En tanto, el Gato ni siquiera tiene nombre. Y Villoro dice que aquello que no tiene nombre es impredecible: ¿a qué nos atenemos ante aquello que no se nombra? Aunque quizás, esta sea una interpretación muy amable. Lo más probable es que el Gato no tenga nombre porque para la familia Kushami, su naturaleza felina es más que suficiente para reconocerlo. Mientras Elizabeth Barrett presumía en sus cartas las actitudes de Flush como evidencias de individualidad, para los Kushami y amigos el gato no es un ser único, sino una repetición de otros tantos. Villoro continúa –en La significación del silencio- afirmando que nombrar a la cosa es hacerla nuestra. Es decir: el gato cohabita con la familia, pero no forma parte de ella. Por eso, continuamente vemos que se le hace de menos: el maestro no se inmuta ante los maullidos con los que intenta avisarle que han entrado a robar a la casa, un amigo de la familia lo desdeña porque como gato es ‘obvia’ su inutilidad para detener un robo y hasta sugiere volverlo sopa… incluso, en un momento de distracción, su amo llega a pensar en desollarlo y volverlo un chaleco. Es obvio que si nos enteramos de las vergüenzas de la familia es en venganza por tan macabros pensamientos. A pesar de ello, el Gato es noble: conoce y, con una lealtad que muchos se niegan a reconocer, reprueba los absurdos planes que los vecinos llevan a cabo solo para molestar a su dueño.
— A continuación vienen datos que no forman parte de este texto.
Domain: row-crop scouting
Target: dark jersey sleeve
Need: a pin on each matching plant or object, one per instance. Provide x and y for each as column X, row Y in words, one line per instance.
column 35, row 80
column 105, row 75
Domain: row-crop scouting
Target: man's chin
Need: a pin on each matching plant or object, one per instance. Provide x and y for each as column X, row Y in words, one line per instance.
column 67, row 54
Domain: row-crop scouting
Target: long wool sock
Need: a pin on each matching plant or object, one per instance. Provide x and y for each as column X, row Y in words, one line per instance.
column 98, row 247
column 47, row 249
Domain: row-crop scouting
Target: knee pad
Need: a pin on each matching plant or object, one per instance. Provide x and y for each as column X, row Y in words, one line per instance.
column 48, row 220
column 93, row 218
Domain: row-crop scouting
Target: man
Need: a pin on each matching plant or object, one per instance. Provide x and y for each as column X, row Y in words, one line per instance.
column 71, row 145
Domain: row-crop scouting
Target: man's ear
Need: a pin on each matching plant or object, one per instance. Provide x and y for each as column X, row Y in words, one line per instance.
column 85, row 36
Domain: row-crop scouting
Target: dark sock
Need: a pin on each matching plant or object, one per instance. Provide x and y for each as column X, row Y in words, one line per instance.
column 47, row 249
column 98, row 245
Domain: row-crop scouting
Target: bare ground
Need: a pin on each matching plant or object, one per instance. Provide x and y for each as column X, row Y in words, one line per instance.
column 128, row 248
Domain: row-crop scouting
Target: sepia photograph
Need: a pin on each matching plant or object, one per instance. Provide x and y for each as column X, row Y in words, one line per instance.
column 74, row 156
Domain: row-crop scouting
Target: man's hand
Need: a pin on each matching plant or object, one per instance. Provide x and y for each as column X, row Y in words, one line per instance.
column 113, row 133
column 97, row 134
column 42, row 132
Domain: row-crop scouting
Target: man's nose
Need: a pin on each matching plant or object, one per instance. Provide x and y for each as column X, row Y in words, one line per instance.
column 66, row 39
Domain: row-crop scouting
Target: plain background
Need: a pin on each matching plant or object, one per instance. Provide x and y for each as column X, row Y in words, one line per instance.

Flush es un libro corto y sencillo de leer que apela más hacia la emoción del lector. Es evidente que el receptor ideal debe tener al menos una idea de las costumbres victorianas para aprehenderlo del todo, pero lo esencial son los sentimientos de Flush: su turbación, su excitación, sus miedos y sus regresiones hacia su primigenio pasado como cocker spaniel. En el fondo de su corazón, aún prevalece el instinto de aquellos caninos que corrían libres por las praderas tras cientos de conejos. Leer Flush es tomar la patita del perro amado y querer comprobar en su mirada si acaso alguna pena secreta lo embarga.
Soy un gato es, en cambio, más largo y complicado, como generalmente se sienten los dueños de estos animales: no cabe duda de que en sí –como dicen los estudios- es una crítica hacia las nuevas actitudes occidentalizadas que a principios del siglo pasado se empezaban a percibir en Japón –esto se vuelve más evidentemente conforme se avanza en la lectura-, lo que en el fondo no es más que el recelo hacia el extraño, el extranjero que con sus costumbres amenaza con borrar la identidad… una historia del temor al extraño contada desde la mirada de otro extraño: el Gato, quien con su saber ancestral es capaz de llevarnos de la mano-zarpa, y a carcajadas, hacia un Japón ya acaecido, pero no olvidado.
Usted puede comprar Flush en la Rueca de Gandhi –aunque posiblemente por encargo- en $180, o descargarlo gratis de Internet si su vista se lo permite. Y si le interesa Soy un gato, puede encontrarlo editado por Impedimenta y adquirirlo –probablemente también por encargo- por $443 en físico. O por $109 en e-book.